Employees at The Cannabist in Deptford, Columbia Care’s retail brand, filed a petition for representation on March 4. That vote is set for April 18 with UFCW Local 360 leading that organization effort.
Thompson stressed the importance of unionization in the growing industry and that top organizing issues are not about wages. Employees in cannabis are looking for career growth and long-term sustainability in a field they are passionate about, he said.
“A lot of people who work in these places, these are their dream jobs,” he said. “Then they get in there and really it’s just corporate cannabis. They want to stay and grow, but the way sometimes that the corporate part works, it grinds you down.
“With a good union contract, you can see a career, a path to learn and grow. That’s why we are involved and have apprentice programs. These are career paths for people.”
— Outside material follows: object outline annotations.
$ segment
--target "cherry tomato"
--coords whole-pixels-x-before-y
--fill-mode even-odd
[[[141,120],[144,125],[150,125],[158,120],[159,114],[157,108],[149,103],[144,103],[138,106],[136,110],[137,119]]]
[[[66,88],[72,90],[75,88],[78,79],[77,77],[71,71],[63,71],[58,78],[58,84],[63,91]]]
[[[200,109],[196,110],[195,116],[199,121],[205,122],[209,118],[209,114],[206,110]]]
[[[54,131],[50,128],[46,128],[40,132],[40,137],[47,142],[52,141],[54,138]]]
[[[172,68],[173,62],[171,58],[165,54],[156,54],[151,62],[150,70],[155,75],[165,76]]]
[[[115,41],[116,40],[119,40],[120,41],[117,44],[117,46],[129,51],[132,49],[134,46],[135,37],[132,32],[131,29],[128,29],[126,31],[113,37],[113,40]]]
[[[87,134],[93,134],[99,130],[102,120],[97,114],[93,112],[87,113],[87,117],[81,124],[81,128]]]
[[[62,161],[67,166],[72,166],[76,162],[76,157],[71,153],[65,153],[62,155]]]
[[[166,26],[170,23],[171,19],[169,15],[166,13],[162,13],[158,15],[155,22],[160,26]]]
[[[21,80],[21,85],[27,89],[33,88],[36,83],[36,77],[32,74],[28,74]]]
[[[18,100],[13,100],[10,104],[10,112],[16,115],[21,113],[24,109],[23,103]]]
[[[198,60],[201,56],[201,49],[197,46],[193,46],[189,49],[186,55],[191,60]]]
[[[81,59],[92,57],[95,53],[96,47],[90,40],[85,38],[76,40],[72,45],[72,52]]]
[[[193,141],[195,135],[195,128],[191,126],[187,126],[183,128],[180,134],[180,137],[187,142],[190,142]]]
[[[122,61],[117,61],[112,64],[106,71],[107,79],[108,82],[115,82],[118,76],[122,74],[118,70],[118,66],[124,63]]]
Unionization in cannabis could help legitimize the industry, claims Thompson. There is still a stigma around the industry that is slowly disappearing, and with UFCW attached to dispensary work, it could help speed up the process.
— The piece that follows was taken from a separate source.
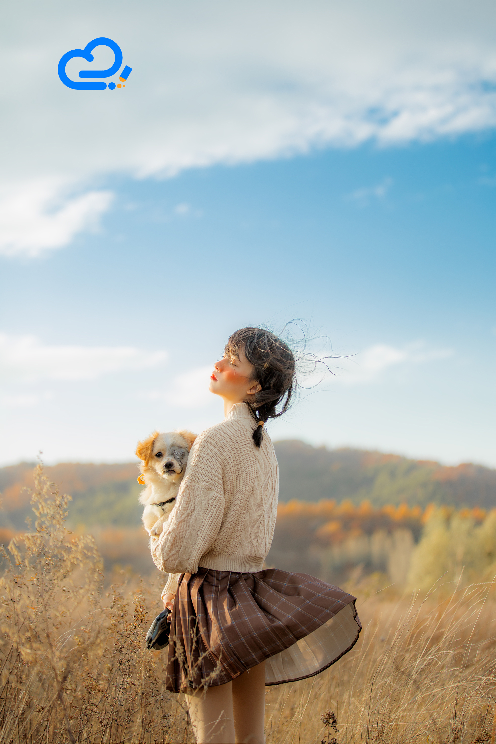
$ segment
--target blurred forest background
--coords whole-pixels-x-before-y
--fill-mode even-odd
[[[280,504],[266,565],[332,583],[428,589],[496,574],[496,470],[300,441],[275,444]],[[0,542],[26,530],[33,463],[0,469]],[[94,535],[106,576],[156,573],[141,526],[139,464],[45,469],[70,494],[68,525]]]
“I think it really helps with the public perception,” said Thompson. “These are legitimate jobs and legitimate places to work. We spoke at a lot of town halls and when you get up there as a union rep and talk about good paying jobs and careers, that carries a little more weight than someone who just likes to smoke and wants [cannabis] in the town.”
Acreage Holdings did not respond to requests for comment by publication. Thompson says working relations with the company are good and it has committed to bargaining a fair contract. Acreage’s New Jersey General Manager Brian Sickora did appear at Monday’s New Jersey Cannabis Regulatory Commission to detail the company’s plan for adult use sales.
Union representatives are expected to negotiate terms for the first contract once certification of the agreement is in place. Dispensary jobs in the state are already in high demand, with a quick search for job openings at The Botanist yielding only one cultivation position advertised.
“This new partnership is a win for all involved,” said Local 152 President Brian String in a press release. “These workers will be able to decide on the terms of their employment and The Botanist will maintain a dedicated and knowledgeable staff.”